Like all observational studies, a limitation is the potential for selection bias associated with missing data arising from non-response. It is unknown whether data are missing because the GPs who returned the questionnaire are different to those GPs who did not return the questionnaire, as is the potential selection bias in terms of representativeness of patients included in this cohort, of all patients receiving FEBT treatment. However, the response rate in this study (56.2 %) is comparable to response rates reported elsewhere for GP postal surveys [45] and higher than the reporting rates of suspected adverse drug reactions in the Yellow Card scheme [46, 47]. For M-PEM studies in general, we have no reason to believe that the patient characteristics and occurrence of events reported for patients under surveillance whose GP responded differ to those patients whose GPs did not respond. However, as off-label use is acknowledged as a risk factor for dependence and aberrant behaviours, a potential non-response bias exists because GPs who were prescribing off label, or when contraindications and warnings exist, may have been less likely to complete the M-PEM questionnaire. Therefore, the prevalence estimates may be diluted by the high proportion of patients treated for breakthrough pain in cancer for which aberrant ‘drug-seeking’ behaviour is known to be less likely.

The surrogate markers of indicators of aberrant behaviours proposed for this M-PEM study reflected most closely the criteria proposed by Chabal et al. based on behavioural not clinical manifestations. In the M-PEM study, because physicians were requested to provide information if they had become aware of this issue for a patient after first exposure to FEBT treatment, it is acknowledged that these were likely to be subjective opinions, subject to recall bias and under-reporting. The M-PEM cohort was not opioid naïve and information on the prior history of aberrant behaviours was not specifically requested for the whole cohort, therefore this study was not able to inform on the development of de novo (iatrogenic) aberrant behaviours specific to FEBT. Furthermore, because the identification of a date or dose associated with the first report of such events could not be reliably captured (because such behaviours are insidious), estimates of time of onset are imprecise and exploration of dose relationships not feasible.

5 Conclusions

In this M-PEM PASS study, the prevalence of at least one pre-existing risk factor for dependence was 26 % whilst the frequency of aberrant behaviours observed during treatment was 8 %. Patients with aberrant behaviours had several different characteristics to patients without.

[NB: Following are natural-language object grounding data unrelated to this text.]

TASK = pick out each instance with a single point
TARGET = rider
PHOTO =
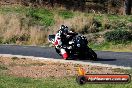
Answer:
(62, 38)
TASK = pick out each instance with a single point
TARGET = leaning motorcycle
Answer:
(76, 48)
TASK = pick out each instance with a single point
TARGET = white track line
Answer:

This study demonstrates the feasibility of systematic collection of physician reports of risk factors for dependence and aberrant behaviours, to facilitate the development of risk scores using these reports to support the post-marketing risk management of products with misuse potential. The reporting of these behaviours does not confirm problematic opioid misuse, but should be considered as signals for further evaluation. Further research is needed to develop a more robust construct that can be used as a tool within pharmacovigilance activity and can be developed as part of evidence-based methodologies for surveillance of products liable to misuse and diversion within RMPs.